Almond and Spice-crusted Grilled Salmon
Almond and Spice-crusted Grilled Salmon might be a good recipe to expand your main course recipe box. This gluten free, dairy free, and primal recipe serves 4. One portion of this dish contains about 37g of protein, 18g of fat, and a total of 324 calories. It can be enjoyed any time, but it is especially good for The Fourth Of July. Head to the store and pick up pepper, egg white, cumin seeds, and a few other things to make it today. To use up the slivered almonds you could follow this main course with the Avocado Chocolate Ganache Mousse as a dessert. From preparation to the plate, this recipe takes about 45 minutes.
Instructions
In a skillet over medium-high heat, toast almonds, stirring constantly, until golden brown, about 3 minutes.
Let cool, then chop finely and transfer to a bowl.
In the same skillet, toast coriander and cumin seeds until fragrant, about 2 minutes, stirring once or twice.
Let cool, then grind coarsely in a spice grinder. Toast and grind sesame seeds the same way.
Add ground spices and sesame seeds to almonds along with thyme, 3/4 tsp. salt, and pepper.
Season salmon with remaining salt.
Brush skinless side of fillets with egg white, then coat with almond-spice mixture, pressing slightly so it adheres to fish.
Prepare a gas or charcoal grill for indirect heat. If using a gas grill, turn all burners to high and close lid. When the temperature inside the grill reaches 400, lift lid and turn off one of the burners, creating the indirect-heat area. If using a charcoal grill, light 50 to 60 briquets and let burn until just covered with ash, 20 to 30 minutes. Mound them to one side, leaving a cleared area for indirect cooking.
Fold two 12- by 18-in. pieces of heavy-duty aluminum foil in half widthwise to form rectangles. Using the tip of a small knife, make holes in rectangles about 2 in. apart and widen each hole to the size of a dime. Grease foil with olive oil; set over direct heat for 2 minutes.

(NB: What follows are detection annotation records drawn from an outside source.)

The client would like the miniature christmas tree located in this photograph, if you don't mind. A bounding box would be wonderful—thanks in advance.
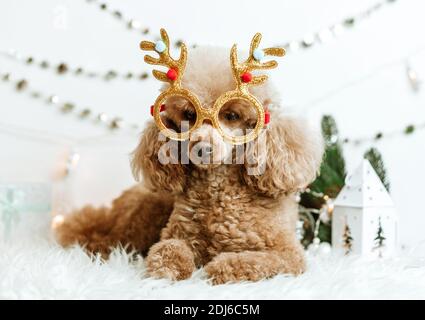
[299,115,390,247]
[374,217,386,257]
[364,148,390,191]
[342,222,353,254]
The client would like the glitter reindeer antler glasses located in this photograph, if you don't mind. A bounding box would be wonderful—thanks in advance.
[140,29,285,145]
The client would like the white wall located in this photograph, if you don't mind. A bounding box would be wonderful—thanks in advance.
[0,0,425,249]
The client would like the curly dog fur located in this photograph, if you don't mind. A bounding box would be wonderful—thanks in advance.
[56,47,323,284]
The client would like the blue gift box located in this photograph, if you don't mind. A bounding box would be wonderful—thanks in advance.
[0,183,52,239]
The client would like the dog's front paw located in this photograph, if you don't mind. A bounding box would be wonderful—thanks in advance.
[205,251,295,284]
[146,239,195,280]
[205,252,272,285]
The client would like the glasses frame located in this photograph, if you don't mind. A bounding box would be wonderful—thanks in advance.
[140,29,285,145]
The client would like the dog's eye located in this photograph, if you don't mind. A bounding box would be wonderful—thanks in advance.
[224,112,239,121]
[183,110,196,121]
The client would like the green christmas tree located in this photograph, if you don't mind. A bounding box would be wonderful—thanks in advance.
[300,115,390,247]
[374,217,386,257]
[364,148,390,192]
[342,222,353,254]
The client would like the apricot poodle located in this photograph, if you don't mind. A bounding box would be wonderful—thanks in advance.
[56,43,323,284]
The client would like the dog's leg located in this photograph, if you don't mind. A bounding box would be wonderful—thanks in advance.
[55,186,173,257]
[146,239,196,280]
[205,247,305,284]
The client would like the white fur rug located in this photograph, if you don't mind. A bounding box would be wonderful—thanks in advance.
[0,215,425,299]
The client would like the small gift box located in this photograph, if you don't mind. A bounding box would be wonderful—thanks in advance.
[0,183,52,240]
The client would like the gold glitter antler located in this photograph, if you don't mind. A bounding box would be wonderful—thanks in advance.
[230,33,285,89]
[140,29,187,86]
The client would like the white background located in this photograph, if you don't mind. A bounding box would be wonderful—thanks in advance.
[0,0,425,246]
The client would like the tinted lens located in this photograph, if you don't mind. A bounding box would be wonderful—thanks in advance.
[218,98,258,137]
[161,96,197,133]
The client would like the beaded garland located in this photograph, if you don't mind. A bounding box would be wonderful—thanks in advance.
[140,29,285,145]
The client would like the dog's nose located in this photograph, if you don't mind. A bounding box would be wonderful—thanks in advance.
[198,145,213,158]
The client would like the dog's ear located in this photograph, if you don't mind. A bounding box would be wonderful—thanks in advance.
[131,122,187,193]
[242,115,323,197]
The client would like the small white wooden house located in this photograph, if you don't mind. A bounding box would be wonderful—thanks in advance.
[332,160,397,256]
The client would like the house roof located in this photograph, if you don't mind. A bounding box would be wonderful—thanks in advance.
[334,159,394,208]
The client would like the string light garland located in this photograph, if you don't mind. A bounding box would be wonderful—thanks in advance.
[0,49,149,81]
[0,73,142,131]
[0,0,398,85]
[0,67,425,146]
[342,122,425,146]
[86,0,397,52]
[282,0,396,52]
[86,0,149,35]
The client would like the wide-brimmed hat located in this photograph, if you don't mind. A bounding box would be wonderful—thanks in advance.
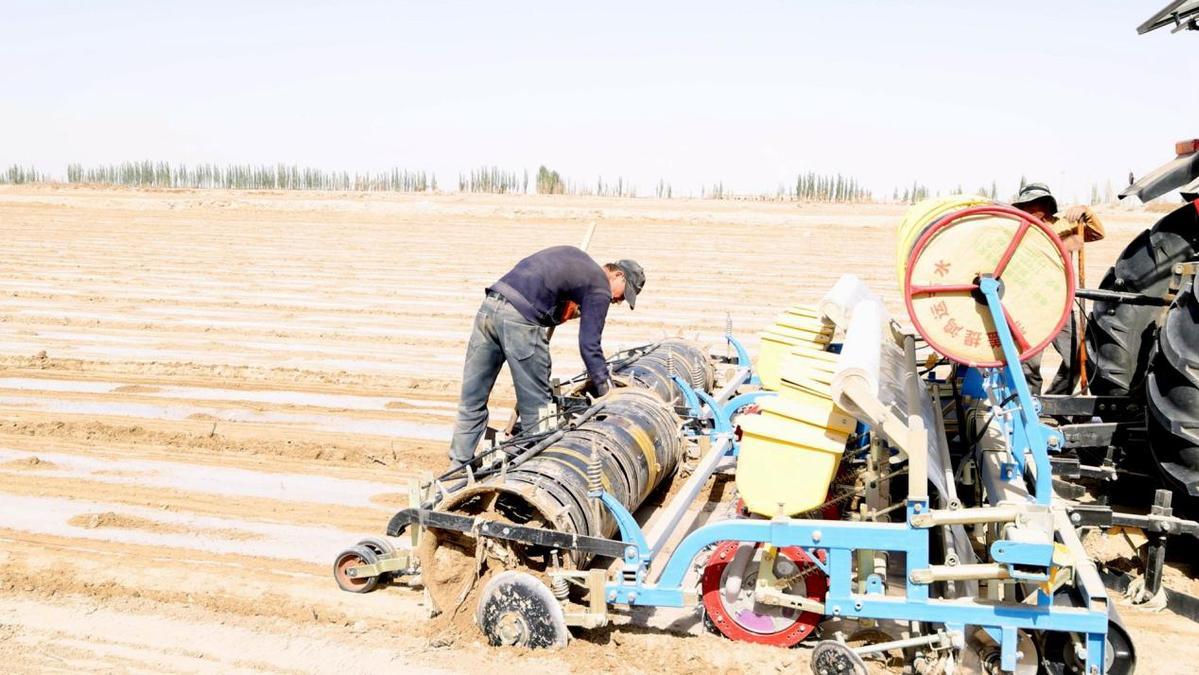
[614,259,645,309]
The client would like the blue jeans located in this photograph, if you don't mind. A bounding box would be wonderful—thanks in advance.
[450,294,552,464]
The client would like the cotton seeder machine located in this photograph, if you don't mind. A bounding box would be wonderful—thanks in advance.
[335,199,1134,675]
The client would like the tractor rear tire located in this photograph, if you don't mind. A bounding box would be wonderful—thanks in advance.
[1146,272,1199,501]
[1086,203,1199,398]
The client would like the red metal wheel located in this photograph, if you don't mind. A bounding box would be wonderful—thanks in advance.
[700,542,829,647]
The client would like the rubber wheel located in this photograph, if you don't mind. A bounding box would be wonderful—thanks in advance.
[1086,204,1199,397]
[359,537,396,583]
[475,569,570,649]
[333,546,379,593]
[812,640,868,675]
[1146,272,1199,501]
[1041,621,1137,675]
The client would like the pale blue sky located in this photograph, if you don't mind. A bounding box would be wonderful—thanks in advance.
[0,0,1199,197]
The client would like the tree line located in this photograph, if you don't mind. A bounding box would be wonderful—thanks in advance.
[0,164,50,185]
[795,171,870,201]
[59,161,438,192]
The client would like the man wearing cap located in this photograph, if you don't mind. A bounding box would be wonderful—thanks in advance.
[450,246,645,466]
[1012,182,1104,394]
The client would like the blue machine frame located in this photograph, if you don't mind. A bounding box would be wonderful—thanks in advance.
[592,293,1109,673]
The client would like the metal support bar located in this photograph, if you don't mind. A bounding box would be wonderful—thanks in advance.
[1040,394,1145,422]
[387,508,626,559]
[1074,288,1170,307]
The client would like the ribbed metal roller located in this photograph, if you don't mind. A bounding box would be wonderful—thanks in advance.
[438,387,683,565]
[614,338,716,404]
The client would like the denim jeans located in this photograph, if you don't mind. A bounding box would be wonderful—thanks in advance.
[1024,312,1078,396]
[450,294,552,464]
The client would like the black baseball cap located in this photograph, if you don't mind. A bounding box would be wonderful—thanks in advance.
[1012,182,1058,213]
[613,260,645,309]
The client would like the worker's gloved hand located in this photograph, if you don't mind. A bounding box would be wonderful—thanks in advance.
[1061,204,1095,224]
[586,380,611,398]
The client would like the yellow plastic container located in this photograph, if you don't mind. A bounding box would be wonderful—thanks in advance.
[757,330,829,391]
[777,368,832,405]
[775,312,833,335]
[758,396,857,434]
[787,305,820,319]
[791,344,840,368]
[763,324,832,349]
[736,415,848,517]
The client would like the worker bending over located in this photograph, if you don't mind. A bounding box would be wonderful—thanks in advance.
[1012,182,1104,394]
[450,246,645,468]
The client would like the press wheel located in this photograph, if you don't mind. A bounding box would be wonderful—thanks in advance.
[700,542,829,647]
[333,546,379,593]
[475,569,570,649]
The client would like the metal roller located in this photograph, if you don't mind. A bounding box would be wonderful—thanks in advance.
[438,386,690,565]
[614,338,716,405]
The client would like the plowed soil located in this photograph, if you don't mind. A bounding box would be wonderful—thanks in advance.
[0,186,1199,673]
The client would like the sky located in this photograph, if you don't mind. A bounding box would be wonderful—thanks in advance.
[0,0,1199,198]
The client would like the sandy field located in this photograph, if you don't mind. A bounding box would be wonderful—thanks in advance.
[0,186,1199,674]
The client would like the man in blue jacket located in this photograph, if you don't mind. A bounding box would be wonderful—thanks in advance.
[450,246,645,466]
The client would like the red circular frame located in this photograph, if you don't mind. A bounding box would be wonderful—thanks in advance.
[700,541,829,647]
[903,204,1074,368]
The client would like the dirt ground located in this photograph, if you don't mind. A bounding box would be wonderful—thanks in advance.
[0,182,1199,673]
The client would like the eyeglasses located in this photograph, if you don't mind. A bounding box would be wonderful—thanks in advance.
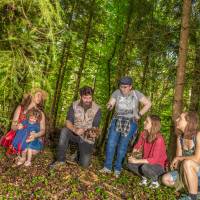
[120,85,130,89]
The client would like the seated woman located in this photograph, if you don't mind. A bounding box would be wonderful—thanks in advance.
[0,88,47,162]
[128,115,167,188]
[162,112,200,200]
[12,108,43,166]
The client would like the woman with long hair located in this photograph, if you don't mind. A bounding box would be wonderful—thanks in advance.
[162,112,200,200]
[128,115,167,188]
[0,88,47,165]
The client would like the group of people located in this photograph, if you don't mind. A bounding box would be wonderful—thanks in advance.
[0,77,200,199]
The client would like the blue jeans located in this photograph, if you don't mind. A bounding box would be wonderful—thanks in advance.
[104,119,137,171]
[57,128,94,168]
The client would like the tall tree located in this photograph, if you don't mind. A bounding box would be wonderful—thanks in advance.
[170,0,191,156]
[73,0,95,100]
[189,39,200,112]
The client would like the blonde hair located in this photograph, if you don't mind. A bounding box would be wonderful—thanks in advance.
[146,115,161,143]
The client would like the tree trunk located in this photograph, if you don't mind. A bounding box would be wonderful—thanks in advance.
[170,0,191,159]
[73,0,95,101]
[116,0,133,80]
[97,35,119,153]
[141,55,149,93]
[189,39,200,112]
[51,2,76,130]
[98,0,133,153]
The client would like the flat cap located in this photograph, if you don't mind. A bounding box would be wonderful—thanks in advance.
[119,76,133,85]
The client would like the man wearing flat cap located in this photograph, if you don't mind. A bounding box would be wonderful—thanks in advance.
[100,76,151,177]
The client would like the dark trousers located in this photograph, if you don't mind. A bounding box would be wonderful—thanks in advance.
[128,163,164,181]
[57,128,94,167]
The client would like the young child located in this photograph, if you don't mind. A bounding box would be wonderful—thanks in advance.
[12,108,43,166]
[128,115,167,188]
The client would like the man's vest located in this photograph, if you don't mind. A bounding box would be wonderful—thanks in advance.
[73,100,99,129]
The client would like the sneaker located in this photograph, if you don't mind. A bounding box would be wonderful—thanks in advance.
[99,167,112,174]
[24,160,31,167]
[16,157,26,166]
[49,161,65,169]
[114,170,121,178]
[139,176,148,186]
[178,194,192,200]
[149,181,160,189]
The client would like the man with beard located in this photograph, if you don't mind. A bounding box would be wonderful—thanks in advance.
[51,86,101,168]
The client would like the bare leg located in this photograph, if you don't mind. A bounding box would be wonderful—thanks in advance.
[183,160,199,194]
[24,149,39,167]
[16,150,27,165]
[162,173,175,187]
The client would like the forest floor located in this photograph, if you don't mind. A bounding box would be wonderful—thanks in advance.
[0,148,176,200]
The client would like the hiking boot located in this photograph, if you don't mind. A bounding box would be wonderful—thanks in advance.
[149,181,160,189]
[99,167,112,174]
[114,170,121,178]
[49,161,65,169]
[139,176,148,186]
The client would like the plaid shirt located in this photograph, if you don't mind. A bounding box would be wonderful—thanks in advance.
[116,117,131,137]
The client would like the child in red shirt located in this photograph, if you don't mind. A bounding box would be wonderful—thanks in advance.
[128,115,167,188]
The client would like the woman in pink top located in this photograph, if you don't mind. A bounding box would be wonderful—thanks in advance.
[128,115,167,188]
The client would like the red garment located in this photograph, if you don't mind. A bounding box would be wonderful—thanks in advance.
[134,132,167,168]
[0,106,26,148]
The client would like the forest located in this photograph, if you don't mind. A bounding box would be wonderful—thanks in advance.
[0,0,200,199]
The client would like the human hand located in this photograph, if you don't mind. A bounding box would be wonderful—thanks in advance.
[17,123,24,130]
[170,156,180,170]
[74,128,86,135]
[106,103,113,110]
[26,131,36,142]
[128,156,137,163]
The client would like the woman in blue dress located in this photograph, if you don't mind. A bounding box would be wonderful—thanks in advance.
[12,108,43,166]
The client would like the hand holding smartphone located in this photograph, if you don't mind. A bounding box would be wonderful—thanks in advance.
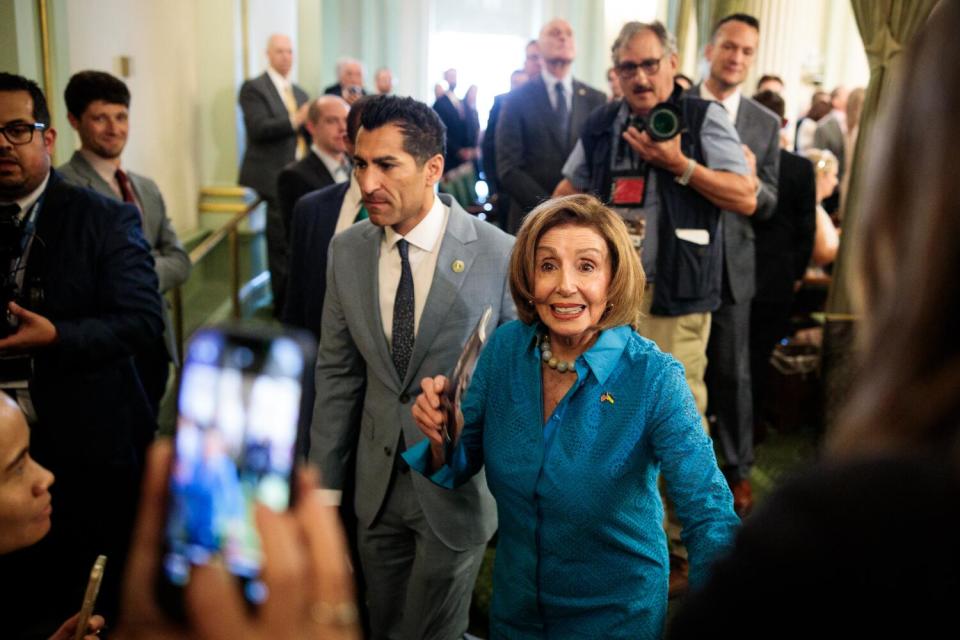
[158,327,315,620]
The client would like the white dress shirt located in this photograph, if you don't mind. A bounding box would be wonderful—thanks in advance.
[540,68,573,114]
[378,194,450,349]
[333,174,363,235]
[700,82,741,126]
[310,144,350,184]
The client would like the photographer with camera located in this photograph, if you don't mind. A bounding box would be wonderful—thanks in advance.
[0,73,163,637]
[554,22,756,430]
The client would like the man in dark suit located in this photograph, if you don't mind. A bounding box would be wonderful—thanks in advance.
[310,96,516,639]
[433,69,476,172]
[480,68,536,228]
[496,18,607,233]
[237,34,309,317]
[750,91,817,436]
[277,95,352,236]
[691,14,780,516]
[0,73,163,637]
[59,71,190,415]
[323,58,367,104]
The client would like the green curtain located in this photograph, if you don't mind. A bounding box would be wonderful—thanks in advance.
[827,0,938,319]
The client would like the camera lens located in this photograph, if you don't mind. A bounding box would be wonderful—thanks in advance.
[647,104,682,142]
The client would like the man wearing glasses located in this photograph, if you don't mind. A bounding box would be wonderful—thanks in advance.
[554,22,756,436]
[0,73,163,637]
[554,22,757,596]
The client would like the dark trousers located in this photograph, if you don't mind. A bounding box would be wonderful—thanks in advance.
[133,336,170,417]
[706,300,753,483]
[357,470,486,640]
[264,196,290,318]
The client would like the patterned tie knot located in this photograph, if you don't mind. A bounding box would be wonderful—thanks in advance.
[0,202,20,222]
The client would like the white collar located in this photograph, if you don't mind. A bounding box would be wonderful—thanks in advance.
[310,143,350,178]
[78,148,123,185]
[384,193,447,252]
[267,65,290,87]
[700,82,742,125]
[540,66,573,98]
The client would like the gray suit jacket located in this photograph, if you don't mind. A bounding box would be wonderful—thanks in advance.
[813,113,846,180]
[310,194,516,550]
[690,85,780,303]
[57,151,191,364]
[237,72,308,200]
[495,75,607,228]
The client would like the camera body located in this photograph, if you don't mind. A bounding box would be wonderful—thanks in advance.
[627,102,684,142]
[0,216,23,338]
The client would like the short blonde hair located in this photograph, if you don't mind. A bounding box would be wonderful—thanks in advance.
[510,195,646,330]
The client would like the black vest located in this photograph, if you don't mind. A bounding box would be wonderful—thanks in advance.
[580,87,723,316]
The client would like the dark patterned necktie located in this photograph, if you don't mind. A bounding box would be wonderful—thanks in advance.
[556,82,570,144]
[114,169,143,223]
[393,240,414,380]
[0,202,20,222]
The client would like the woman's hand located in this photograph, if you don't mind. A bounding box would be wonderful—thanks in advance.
[50,613,104,640]
[412,376,447,447]
[114,441,360,640]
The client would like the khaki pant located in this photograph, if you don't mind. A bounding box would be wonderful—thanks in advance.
[640,285,710,435]
[640,285,711,559]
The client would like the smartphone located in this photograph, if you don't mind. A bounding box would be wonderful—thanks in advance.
[158,326,316,620]
[73,555,107,640]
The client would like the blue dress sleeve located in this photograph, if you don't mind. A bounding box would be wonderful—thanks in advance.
[401,322,498,489]
[648,358,740,587]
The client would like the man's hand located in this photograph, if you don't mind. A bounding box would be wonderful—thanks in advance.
[623,127,687,176]
[0,302,57,351]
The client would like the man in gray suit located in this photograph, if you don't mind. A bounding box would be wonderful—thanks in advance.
[310,96,516,640]
[692,13,780,516]
[813,86,850,214]
[495,18,607,233]
[59,71,191,415]
[237,34,310,317]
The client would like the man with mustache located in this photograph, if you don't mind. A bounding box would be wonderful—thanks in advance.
[554,22,757,430]
[0,73,163,637]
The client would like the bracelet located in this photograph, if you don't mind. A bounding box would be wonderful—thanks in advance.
[674,158,697,186]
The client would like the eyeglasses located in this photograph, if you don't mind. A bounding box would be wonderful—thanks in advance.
[0,122,47,145]
[614,56,666,80]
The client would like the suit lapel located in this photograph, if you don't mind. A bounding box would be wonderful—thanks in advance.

Brush salmon skins with oil and set 2 fillets, skin side down, on each foil rectangle. Cover grill (if using charcoal, open vents on lid) and cook fish until skin is light brown and really sizzling, 5 to 6 minutes. Using tongs, slide foil to indirect heat, cover, and cook until all but top 1/4 in. is cooked, 3 to 8 minutes. Slide fish back over direct heat, cover, and cook until fish is cooked through (cut to test) and skin is browned and crisp, about 3 minutes.
Transfer foil with salmon to a rimless baking sheet and, sliding an offset cake spatula or other thin spatula between salmon skin and foil, very gently free fish from foil.
Serve with a simple herbed couscous, if you like.